On January 16, 1934, with his lungs destroyed by tuberculosis, died the combatant, intellectual, writer and revolutionary Rubén Martínez Villena, a poet recognized since his early youth who left a scarce work, because he focused all his energies to the revolutionary and partisan struggle.
In 1922 he graduated as Doctor in Civil and Public Law and began to work in the law firm of the Cuban scholar and anthropologist Fernando Ortiz, where he was nourished with anti-imperialist, revolutionary and progressive ideas in contact with other young people and personalities such as Pablo de la Torriente Brau and Emilio Roig de Leuchsenring.

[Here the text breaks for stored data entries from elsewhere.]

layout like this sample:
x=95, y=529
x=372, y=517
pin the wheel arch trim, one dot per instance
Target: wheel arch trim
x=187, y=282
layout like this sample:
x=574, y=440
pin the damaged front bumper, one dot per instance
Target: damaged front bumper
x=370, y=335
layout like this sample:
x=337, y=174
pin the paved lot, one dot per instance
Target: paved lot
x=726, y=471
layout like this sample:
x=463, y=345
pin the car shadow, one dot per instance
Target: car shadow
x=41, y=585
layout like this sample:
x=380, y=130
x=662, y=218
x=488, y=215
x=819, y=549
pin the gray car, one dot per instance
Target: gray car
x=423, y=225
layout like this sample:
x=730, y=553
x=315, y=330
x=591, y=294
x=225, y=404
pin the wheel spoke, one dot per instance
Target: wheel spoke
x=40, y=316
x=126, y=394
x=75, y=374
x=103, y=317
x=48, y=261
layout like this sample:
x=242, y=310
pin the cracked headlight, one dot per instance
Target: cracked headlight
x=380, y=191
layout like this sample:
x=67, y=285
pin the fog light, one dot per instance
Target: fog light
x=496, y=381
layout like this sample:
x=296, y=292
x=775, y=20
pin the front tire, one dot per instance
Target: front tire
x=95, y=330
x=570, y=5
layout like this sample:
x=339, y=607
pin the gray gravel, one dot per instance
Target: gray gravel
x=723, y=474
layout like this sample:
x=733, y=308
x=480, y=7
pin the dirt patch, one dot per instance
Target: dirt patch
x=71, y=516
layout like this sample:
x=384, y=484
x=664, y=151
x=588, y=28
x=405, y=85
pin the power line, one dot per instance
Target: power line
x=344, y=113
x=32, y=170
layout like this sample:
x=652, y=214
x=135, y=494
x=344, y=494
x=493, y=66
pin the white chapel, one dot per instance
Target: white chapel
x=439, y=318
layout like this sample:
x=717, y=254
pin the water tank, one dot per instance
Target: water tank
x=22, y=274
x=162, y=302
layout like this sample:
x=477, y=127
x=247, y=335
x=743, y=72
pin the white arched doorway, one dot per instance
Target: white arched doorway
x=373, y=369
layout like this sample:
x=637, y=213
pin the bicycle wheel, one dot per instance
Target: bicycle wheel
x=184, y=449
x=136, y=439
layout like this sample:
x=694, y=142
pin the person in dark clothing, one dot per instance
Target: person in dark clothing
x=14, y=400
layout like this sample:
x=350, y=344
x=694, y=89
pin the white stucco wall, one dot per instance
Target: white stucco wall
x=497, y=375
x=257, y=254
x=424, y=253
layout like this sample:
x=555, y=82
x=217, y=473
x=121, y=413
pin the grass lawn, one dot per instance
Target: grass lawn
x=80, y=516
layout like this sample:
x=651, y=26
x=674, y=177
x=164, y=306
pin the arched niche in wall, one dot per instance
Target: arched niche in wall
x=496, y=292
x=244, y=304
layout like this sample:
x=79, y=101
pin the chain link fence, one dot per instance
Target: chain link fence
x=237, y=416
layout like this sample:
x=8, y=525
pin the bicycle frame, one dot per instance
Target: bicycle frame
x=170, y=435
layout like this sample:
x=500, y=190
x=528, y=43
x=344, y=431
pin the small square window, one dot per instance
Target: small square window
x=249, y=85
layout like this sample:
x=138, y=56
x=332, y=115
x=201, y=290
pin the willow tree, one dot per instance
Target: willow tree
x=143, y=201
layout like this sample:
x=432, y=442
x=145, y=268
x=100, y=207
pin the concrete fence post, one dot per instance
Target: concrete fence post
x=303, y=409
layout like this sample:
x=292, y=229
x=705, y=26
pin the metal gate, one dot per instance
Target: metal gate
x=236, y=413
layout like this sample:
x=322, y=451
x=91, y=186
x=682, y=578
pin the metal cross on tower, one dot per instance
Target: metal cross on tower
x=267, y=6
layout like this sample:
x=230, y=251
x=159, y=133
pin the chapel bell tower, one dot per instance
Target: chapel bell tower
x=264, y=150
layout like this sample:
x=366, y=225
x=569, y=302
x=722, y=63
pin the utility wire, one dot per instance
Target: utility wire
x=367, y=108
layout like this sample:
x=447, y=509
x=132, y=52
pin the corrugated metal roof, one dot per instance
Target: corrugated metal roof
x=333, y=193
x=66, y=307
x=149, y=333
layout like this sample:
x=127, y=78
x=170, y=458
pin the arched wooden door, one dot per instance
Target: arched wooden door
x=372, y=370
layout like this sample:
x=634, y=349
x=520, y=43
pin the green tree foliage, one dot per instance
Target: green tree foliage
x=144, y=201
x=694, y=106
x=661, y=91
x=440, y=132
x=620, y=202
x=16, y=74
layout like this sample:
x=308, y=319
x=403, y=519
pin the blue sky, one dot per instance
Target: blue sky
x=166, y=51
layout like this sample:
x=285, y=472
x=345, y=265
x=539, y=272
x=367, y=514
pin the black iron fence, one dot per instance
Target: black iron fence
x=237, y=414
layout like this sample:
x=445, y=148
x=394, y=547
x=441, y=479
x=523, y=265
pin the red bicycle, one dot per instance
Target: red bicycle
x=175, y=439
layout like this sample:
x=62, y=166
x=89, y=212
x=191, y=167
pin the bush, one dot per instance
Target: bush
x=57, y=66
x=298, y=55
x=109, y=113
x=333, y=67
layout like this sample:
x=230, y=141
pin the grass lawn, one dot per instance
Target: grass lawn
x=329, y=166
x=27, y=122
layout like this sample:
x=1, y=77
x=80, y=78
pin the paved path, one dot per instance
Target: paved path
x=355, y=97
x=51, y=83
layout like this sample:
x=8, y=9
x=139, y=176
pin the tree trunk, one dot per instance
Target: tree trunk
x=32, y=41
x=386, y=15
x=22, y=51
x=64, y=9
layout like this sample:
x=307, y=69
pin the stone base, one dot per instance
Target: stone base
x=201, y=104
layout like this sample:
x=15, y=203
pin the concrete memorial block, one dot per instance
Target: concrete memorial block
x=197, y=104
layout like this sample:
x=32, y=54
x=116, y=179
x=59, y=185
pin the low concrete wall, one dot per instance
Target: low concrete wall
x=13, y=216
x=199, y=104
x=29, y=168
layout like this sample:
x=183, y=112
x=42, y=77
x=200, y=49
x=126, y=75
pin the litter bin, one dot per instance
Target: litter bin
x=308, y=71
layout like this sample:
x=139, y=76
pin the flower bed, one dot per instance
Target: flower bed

Martínez Villena headed the Protest of the 13 against the outrages of the rulers of the time; he deployed a fruitful work in the Popular University José Martí and the Anti-imperialist League; he was also linked to the Falange of Revolutionary Action, the Retail Group and the Movement of Veterans and Patriots, and in 1927 he joined the Communist Party, organization where he was officially appointed Legal Advisor of the National Confederation of Workers of Cuba (CNOC).
After the death of Julio Antonio Mella, in 1929, and by agreement of the Central Committee, he became the main and most active leader of the Communist Party; despite being ill, he organized and led the strike of March 1930, which shook the foundations of the Machado regime; later he traveled to the former Soviet Union as a way to escape from police persecution and with the aim of trying to cure himself of tuberculosis.
As a leader of the Communist Party of Cuba he worked in Moscow in the Latin American Section of the III International; back in the country and seriously ill, he was the main organizer of the general strike of August 1933 that provoked the flight of the dictator Gerardo Machado.
Rubén Martínez Villena dedicated his last forces to organize the IV Workers Congress, sponsored by the National Workers Confederation of Cuba, event that concluded on this date; his funeral was attended by all the delegates with their credentials and the banners of the unions, followed by more than 20,000 workers who gave him a combative farewell in the Cemetery of Colón.